Kasus ini menggugah nalar publik. Pihak kepolisian dan kejaksaan bertemu untuk membahas perkara tersebut. Hasilnya, mereka sepakat menyetop kasus Nurhayati. Kemarin malam, di Polres Cirebon, berlangsung pertemuan antara Kepala Kejaksaan Negeri Cirebon dan Kapolres Cirebon.

Pertemuan tersebut dalam rangka tahap II (penyidik menyerahkan tersangka dan barang bukti agar dapat dilanjutkan proses persidangan), namun Nurhayati tidak menghadiri kegiatan itu lantaran tengah isolasi mandiri. Maka tahap II dilakukan secara daring bagi si tersangka.

Pertemuan itu juga sebagai tindak lanjut Kejaksaan Agung dan Bareskrim Polri usai melakukan gelar perkara pada 25 Februari 2022. “Kesimpulan gelar menyatakan Nurhayati ada perbuatan melawan hukum, tapi tidak ada niat jahat,” kata Dirtipidkor Bareskrim Brigjen Pol Cahyono Wibowo, di Mabes Polri, Selasa (1/3/2022).

Bahkan Kejaksaan Agung juga melaksanakan gelar perkara serupa, hasilnya ‘ada ketidakcermatan penyidik’, maka Kejaksaan Tinggi Jawa Barat melakukan eksaminasi.

Kadiv Humas Polri Irjen Pol Dedi Prasetyo merespons perihal ketidakcermatan itu. Ia berpendapat, selain hukum acara pidana, Korps Bhayangkara memiliki Undang-Undang Polri, begitu juga Korps Adhyaksa yang dinaungi oleh Undang-Undang Kejaksaan.

“Masalah penafsiran terhadap peristiwa hukum itu tidak mungkin sama,” ucap Dedi, Selasa. Penafsiran penyidik Polres Cirebon dalam kasus ini ialah Nurhayati bertindak melawan hukum, tapi tidak ada niat jahat. Alias si tersangka hanya melanggar administratif, tapi tidak ditemukan mens rea (sikap batin pelaku saat melakukan perbuatan).

“Apa yang dilanggar? (Yaitu) peraturan Kementerian Dalam Negeri terkait tata kelola penggunaan APBD Desa. Ketika bicara kasus ini, kami bicara hukum. Tidak hanya bicara keadilan umum, tapi juga bicara tentang keadilan sosial.
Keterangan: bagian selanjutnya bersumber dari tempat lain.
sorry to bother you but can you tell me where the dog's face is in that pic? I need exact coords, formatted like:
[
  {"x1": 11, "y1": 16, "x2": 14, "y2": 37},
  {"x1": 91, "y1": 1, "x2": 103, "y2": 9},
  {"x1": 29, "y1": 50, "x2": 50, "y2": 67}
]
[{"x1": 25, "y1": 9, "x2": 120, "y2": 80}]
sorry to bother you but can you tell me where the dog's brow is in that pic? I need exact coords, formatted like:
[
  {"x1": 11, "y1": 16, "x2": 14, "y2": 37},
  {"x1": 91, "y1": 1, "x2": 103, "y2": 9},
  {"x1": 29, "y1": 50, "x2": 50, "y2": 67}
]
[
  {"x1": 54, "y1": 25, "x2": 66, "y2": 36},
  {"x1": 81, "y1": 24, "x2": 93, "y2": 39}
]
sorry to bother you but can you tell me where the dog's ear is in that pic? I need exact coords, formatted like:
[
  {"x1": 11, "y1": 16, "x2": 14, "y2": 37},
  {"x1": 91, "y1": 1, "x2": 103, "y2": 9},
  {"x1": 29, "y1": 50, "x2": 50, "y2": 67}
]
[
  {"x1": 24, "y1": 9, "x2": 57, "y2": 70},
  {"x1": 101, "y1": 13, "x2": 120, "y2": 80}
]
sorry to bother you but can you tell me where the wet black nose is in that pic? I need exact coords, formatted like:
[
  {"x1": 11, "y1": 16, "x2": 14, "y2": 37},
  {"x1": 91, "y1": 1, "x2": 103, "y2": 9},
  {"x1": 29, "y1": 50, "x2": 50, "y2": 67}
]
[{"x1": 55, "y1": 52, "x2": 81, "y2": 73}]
Kami tidak hanya mengejar kepastian hukum, tapi keadilan dan kemanfaatan hukum juga diperhitungkan,” terang Dedi.

Dedi menambahkan, “Tidak ada yang salah, dalam hal ini kecermatan penafsiran terhadap suatu perkara pidana tidak mungkin sama.” Tindak lanjut berikutnya, kejaksaan akan menerbitkan Surat Ketetapan Penghentian Penuntutan (SKP2).

Kelemahan KUHAP, Kerugian Rakyat

Dosen Hukum Pidana Fakultas Hukum Universitas Brawijaya, Fachrizal Afandi berpendapat, kasus ini adalah bukti lemahnya Kitab Undang-Undang Hukum Acara Pidana (KUHAP) yang membedakan proses penyidikan dan penuntutan secara terpisah. Selama ini, istilah ‘polisi masak, jaksa tinggal makan’ tercermin dalam penerapannya.

“Artinya selama ini proses pengumpulan bukti, penetapan tersangka, murni ditentukan oleh penyidik secara vertikal (dari bawahan ke atasan). Padahal penetapan tersangka, pengumpulan alat bukti akan dibawa ke persidangan,” terang Fachrizal kepada Tirto, Rabu (2/3/2022).

“Apakah bukti itu bisa meyakinkan hakim? Bukan bukti dan penetapan tersangka untuk meyakinkan atasan,” sambung Fachrizal. Semestinya, bila penyidik yakin ada seseorang yang jadi tersangka berdasar bukti, maka penyidik berkonsultasi dengan kejaksaan, sejak awal.

Pastinya jaksa itu yang kerap menangani perkara di persidangan, kira-kira dengan kecukupan bukti tersebut apakah tuntutan dan dakwaan bisa diterima oleh hakim? Bila kemungkinannya rendah, maka tak perlu ada penuntutan, tak perlu ada penetapan tersangka, bahkan setop saja perkaranya. Penetapan tersangka cum upaya paksa selalu berkaitan dengan pembuktian di meja hijau, bukan diskresi pimpinan kepolisian.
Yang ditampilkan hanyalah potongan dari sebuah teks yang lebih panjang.